John Holm – My Grandfather

John & Victoria Holm at Home

John & Victoria Holm at Home

My grandfather John Holm passed away August 31, 1951, just a little more than a year before I was born.  As a result he is the grandparent I know the least about.

Because of this, I should start this with the facts I’ve found. John Holm (no middle name) was born September 22, 1883 in Cologne, Carver County, MN the eldest child of John E Holm and Kathryn Ann Ranft. His parents were lifetime sweethearts, who defied the ethnic restrictions and combined their lives around their Swedish and German heritage. The blending of Swedish Lutheran Evangelism and Germanic Roman Catholicism resulted in my grandfather having a deep respect for education and a devotion to the lord. (Tempered with gusto for life enhanced by good German beers.)

In about 1883, he moved with his parents to the hills just west of Valley City. His father’s 1st cousin and boyhood friend, John Anderson, a real estate developer who controlled many sections of land, convinced John Erickson Holm to sell his mercantile in Cologne and bet it all on a new life in North Dakota. All went well until sometime in 1886 when a disastrous fire consumed the entire farm, sending my Grandfather and his family back to live with relatives in Minnesota. Ten years passed until John E Holm tried North Dakota again. (Although he didn’t officially move back to North Dakota till 1896 he actively worked the land near Cuba for many years during the summers leaving the family in Minnesota.) Together with his partner John Anderson he began another farming operation, this time on the flat treeless plains near Cuba, North Dakota (southeast of Valley City). Perhaps it was a testament to John E’s vision that he christened the area Meadow Grove Farm.

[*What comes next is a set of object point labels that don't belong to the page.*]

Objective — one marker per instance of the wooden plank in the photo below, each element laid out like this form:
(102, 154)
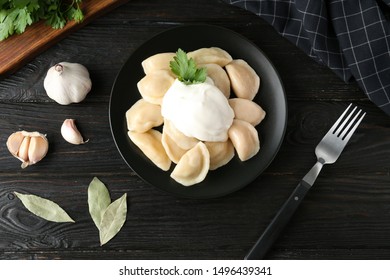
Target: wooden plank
(17, 50)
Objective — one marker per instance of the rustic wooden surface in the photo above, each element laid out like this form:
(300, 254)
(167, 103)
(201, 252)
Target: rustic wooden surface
(345, 216)
(19, 49)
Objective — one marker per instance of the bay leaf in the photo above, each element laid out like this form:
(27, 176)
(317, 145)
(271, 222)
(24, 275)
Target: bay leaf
(44, 208)
(98, 200)
(113, 219)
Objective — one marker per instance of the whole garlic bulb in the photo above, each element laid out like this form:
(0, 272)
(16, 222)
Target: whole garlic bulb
(28, 147)
(67, 83)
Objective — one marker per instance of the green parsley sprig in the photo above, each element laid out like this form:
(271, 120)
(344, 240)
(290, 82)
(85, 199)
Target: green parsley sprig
(16, 15)
(185, 69)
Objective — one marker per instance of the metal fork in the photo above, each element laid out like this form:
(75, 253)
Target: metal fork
(327, 152)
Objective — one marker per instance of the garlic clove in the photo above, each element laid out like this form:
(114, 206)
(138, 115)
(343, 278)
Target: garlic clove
(23, 149)
(70, 132)
(37, 149)
(28, 147)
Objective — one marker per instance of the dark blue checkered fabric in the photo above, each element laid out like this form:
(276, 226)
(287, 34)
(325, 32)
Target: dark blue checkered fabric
(351, 37)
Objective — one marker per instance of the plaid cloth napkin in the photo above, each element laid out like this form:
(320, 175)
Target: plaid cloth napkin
(351, 37)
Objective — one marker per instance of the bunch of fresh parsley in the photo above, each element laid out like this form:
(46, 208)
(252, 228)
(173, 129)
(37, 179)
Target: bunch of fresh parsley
(185, 69)
(16, 15)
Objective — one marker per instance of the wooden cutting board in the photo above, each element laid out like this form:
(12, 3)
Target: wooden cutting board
(17, 50)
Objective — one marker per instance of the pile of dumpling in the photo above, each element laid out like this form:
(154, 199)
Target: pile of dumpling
(194, 158)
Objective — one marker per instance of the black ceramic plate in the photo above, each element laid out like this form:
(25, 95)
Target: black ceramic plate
(236, 174)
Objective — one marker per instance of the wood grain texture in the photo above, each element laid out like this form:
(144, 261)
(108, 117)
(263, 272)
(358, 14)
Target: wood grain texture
(21, 48)
(345, 216)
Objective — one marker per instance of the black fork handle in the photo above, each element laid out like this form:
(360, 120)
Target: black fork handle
(279, 222)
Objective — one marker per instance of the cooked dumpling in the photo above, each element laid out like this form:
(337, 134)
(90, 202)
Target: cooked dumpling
(143, 115)
(157, 62)
(183, 141)
(219, 77)
(245, 139)
(150, 144)
(173, 151)
(243, 79)
(211, 55)
(193, 166)
(220, 153)
(247, 110)
(154, 85)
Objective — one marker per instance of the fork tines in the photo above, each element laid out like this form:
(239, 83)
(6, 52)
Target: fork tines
(348, 126)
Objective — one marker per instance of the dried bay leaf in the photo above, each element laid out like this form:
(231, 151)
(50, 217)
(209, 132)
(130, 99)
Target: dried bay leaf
(113, 219)
(98, 200)
(44, 208)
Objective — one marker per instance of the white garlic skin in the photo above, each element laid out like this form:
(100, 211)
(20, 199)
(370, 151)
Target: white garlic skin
(67, 83)
(28, 147)
(70, 132)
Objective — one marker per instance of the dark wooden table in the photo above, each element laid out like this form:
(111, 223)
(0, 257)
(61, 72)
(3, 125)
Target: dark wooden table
(345, 216)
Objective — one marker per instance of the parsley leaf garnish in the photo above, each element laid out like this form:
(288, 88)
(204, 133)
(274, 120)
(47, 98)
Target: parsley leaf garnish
(16, 15)
(185, 69)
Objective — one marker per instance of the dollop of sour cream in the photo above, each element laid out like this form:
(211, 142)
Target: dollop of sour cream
(198, 110)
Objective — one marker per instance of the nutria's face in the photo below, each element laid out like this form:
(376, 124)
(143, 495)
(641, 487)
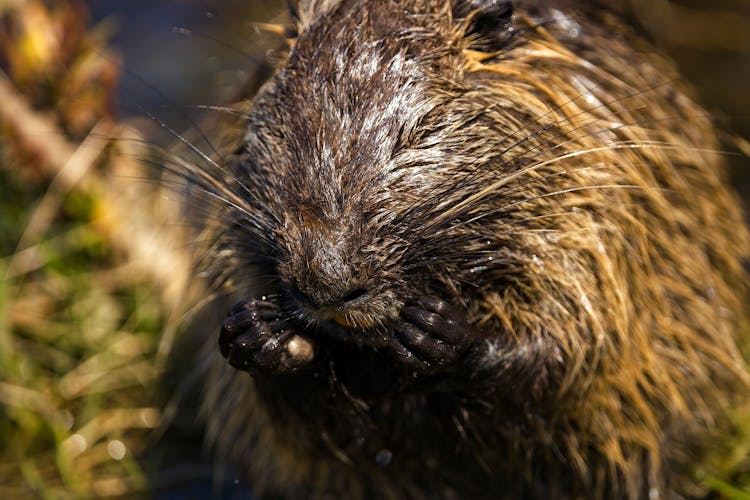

As a young teenager, John Jr. helped his father expand the farm to control many sections of land (A section of land is measured one mile long and one mile wide), while establishing a hardware/mercantile store serving the needs of the small Barnes County community. On November 11, 1911 John married Victoria Anna Schiele. Victoria had come to North Dakota to work on the Holm farm to help feed the growing group of hired hands that worked the expansive fields of wheat and durum that North Dakota was known for. Victoria was the sole remnant of her family, who joined the John Schug family when her widowed mother remarried. (John Schug was a cousin of Kathryn Ranft and many of Shug’s children came to North Dakota to work the Meadow Grove Farm).

Upon his marriage John and Victoria Holm were offered their choice of a section of land or the Cuba Mercantile. (It was a source of pride for my Great Grandfather that he had accumulated enough land to marry off each of his children and provide them with their own farm.) Rightly or wrongly John chose to farm and settled with his bride in Norma Township, just southwest of Cuba, ND.

John and Victoria had five children, Dorothy Anna Storbeck, Lucille Mary Kunze, my father Clarence Louis Holm, Evelyn Catherine Grant and Walter Ervin Holm. In each, John and Victoria established a strong work ethic, a love of the teachings of the Catholic Church, along with dreams of adventure and a taste for strong beer. (There seems to be a pattern evolving here)

From federal censuses I can track the family’s growth as sons and daughters married and either left the farm or stayed on the expanding farm. The original farm grew to three sections and provided shelter and sustenance for all who stayed.

From stories I’ve been told, my grandfather enjoyed life and took relish in simple pleasures, like capturing the images of farm life with his camera and tripod or driving with his grandchildren with long cane poles tied to the car, pursuing the wily “Sunnies” that inhabited the nearby Sheyenne River that flowed through the valley just west of his farm. From photos I glimpse a man, well-rounded from good German cooking served with plenty of Swedish meatballs along with an occasional touch of Lutefisk and a side of apple flavored sauerkraut.  If I look closely, I catch in his eyes a twinkle that he retained in the face of a life that included his share of challenges.

I don’t recall my father speaking much of his dad, other than the time my mother decided I should shave off a youthful mustache I had grown in the summer of my senior year of high school. While she went on and on about how horrible it looked and how it would reflect badly on me when I went looking for work, my father waited patiently for the storm to pass and stated, “I never saw my father without a mustache and if a son of mine wants to grow one that would be his decision.” My mother never spoke of my choice of facial hair again.

While I can’t say for certain that he was without faults, I can tell you I know my father loved and respected him and missed him dearly when he was gone.